Harvest seasons have changed since research began
Since they started the research in 2022, Sinem Kavak and her colleagues have identified a number of salient findings. One is that many migrant farm workers, especially in Turkey, highlight how the harvest season has significantly changed for key commodities across different regions, including hazelnuts. For example, crops either ripen earlier or later, get destroyed by frost or rain, wilt in the heat, or are attacked by pests such as the brown marmorated stink bug, which destroys the hazelnut from within.

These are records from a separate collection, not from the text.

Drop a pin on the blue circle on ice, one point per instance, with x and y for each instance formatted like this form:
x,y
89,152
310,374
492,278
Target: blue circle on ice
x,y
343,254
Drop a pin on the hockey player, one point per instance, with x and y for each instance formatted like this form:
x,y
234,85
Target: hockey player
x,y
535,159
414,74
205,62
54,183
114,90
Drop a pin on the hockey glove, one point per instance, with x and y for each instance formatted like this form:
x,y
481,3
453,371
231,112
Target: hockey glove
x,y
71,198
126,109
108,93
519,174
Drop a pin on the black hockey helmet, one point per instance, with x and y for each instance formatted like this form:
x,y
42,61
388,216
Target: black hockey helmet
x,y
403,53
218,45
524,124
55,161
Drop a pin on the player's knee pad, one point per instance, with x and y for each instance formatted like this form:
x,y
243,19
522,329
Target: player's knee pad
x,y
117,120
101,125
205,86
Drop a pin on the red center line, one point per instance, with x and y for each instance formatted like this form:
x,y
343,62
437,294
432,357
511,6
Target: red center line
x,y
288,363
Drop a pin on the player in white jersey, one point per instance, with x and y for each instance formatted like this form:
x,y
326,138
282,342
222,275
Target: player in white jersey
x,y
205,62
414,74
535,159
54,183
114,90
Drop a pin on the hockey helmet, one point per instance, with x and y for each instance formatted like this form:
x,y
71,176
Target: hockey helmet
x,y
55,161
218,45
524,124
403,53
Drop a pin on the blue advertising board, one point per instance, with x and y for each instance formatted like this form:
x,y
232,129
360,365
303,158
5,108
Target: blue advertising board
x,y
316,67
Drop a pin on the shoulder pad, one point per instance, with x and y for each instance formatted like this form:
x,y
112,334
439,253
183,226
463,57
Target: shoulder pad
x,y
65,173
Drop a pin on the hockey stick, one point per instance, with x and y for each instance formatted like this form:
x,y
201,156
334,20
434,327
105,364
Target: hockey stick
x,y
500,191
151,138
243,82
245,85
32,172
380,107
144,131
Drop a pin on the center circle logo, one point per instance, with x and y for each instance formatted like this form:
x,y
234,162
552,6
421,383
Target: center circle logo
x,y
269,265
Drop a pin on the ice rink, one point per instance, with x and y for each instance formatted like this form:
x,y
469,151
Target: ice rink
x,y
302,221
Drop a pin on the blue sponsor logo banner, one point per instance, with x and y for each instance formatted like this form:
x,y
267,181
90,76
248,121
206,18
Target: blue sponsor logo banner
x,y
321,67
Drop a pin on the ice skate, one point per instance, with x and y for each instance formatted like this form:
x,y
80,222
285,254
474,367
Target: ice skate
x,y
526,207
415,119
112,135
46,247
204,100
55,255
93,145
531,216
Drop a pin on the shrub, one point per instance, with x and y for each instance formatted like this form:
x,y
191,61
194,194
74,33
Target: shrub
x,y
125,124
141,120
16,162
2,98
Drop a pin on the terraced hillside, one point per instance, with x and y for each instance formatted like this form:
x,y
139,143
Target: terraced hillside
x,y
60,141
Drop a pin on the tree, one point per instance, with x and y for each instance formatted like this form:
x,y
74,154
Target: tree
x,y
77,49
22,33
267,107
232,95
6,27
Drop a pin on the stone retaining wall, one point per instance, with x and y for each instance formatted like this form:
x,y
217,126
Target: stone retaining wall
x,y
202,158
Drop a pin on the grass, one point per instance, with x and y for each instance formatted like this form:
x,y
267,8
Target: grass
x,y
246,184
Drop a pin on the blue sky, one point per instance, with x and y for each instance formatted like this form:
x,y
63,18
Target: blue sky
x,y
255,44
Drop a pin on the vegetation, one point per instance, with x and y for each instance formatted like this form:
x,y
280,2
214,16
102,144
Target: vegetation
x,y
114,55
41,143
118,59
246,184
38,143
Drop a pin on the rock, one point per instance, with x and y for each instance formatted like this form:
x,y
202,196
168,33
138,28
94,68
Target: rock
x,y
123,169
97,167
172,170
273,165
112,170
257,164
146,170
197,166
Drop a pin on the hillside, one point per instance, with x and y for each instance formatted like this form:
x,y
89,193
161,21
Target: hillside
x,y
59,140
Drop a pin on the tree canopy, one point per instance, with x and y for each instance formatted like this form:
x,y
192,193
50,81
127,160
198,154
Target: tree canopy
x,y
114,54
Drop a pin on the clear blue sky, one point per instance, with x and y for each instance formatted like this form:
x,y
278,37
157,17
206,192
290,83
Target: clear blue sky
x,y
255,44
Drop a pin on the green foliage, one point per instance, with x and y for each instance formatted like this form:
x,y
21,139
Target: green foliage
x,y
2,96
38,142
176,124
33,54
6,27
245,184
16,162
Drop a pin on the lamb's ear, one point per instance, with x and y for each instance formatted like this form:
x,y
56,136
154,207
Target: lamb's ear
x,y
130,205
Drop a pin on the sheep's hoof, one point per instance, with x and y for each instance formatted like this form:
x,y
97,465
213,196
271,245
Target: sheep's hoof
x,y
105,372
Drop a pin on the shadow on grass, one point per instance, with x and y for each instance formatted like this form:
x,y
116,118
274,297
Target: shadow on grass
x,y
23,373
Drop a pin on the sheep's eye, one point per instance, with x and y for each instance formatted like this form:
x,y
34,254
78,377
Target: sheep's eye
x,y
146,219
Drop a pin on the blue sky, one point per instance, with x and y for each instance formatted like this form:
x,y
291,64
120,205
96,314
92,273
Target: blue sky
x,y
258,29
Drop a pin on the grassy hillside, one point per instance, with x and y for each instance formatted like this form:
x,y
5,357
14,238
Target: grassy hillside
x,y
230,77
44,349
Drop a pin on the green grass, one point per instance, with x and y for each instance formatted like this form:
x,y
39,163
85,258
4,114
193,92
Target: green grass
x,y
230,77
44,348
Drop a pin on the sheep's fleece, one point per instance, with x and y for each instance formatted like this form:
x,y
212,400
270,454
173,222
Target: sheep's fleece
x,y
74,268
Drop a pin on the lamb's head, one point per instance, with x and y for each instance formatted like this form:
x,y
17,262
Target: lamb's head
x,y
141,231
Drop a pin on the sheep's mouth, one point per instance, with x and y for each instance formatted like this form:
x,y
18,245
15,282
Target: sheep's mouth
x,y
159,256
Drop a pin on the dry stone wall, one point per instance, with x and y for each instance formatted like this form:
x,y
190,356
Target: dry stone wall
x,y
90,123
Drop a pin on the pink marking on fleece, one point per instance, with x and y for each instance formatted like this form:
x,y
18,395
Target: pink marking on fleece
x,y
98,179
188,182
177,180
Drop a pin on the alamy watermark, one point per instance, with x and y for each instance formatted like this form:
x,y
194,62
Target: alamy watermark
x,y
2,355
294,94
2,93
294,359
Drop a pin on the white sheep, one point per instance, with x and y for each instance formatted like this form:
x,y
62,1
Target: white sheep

In 2025, agricultural frost destroyed almost 40% of the hazelnut harvest, seriously declining what an average farm worker family would earn from hazelnut picking.
"What we observe in Turkey is a deepening of poverty and deprivation," says Kavak.
After more than a decade studying migrant farm labour in Turkey, she notes that this year’s crisis revealed something she has not witnessed before: families struggling to meet even their most basic needs, like access to clean drinking water and sanitation.
Consequences are felt on many levels
In Turkey and many other countries, migrant farm workers would typically follow the harvest season for different crops, moving with their families from place to place before returning home, if they can, when the harvest is over.
Farm workers feel the consequences of climate change on many levels: one is the physical impacts of extreme weather, such as heatwaves or floods, where many farm workers experience heatstroke, or whereby their tents get destroyed, leaving them exposed to harsh weather, poor living conditions and sanitation. The other is the impact on livelihoods; with crop failures and changes in harvest seasons, they are less able to plan their movement between areas to harvest crops. The climate also impacts the amount of produce they can collect per day. If the harvest is bad and, for example, coffee beans are smaller and lighter than usual, they must devote more hours to picking one kilogram.
"Our obsession with commodities obscures labour relations and socio-economic consequences for the migrant farmworkers, the light infantry of global food systems," states Kavak.
She emphasises that mapping how climate change impacts farm workers on different levels is key to producing solutions for how to support them. This is a group that is extremely vulnerable worldwide, but yet the whole agricultural system is dependent on.
"Up to now, this group has been sidelined in climate justice and just transition debates. It is imperative that we not only highlight how they are impacted, but also create knowledge on how to help build climate and social justice for these groups, a major objective of the ongoing research project," says Kavak.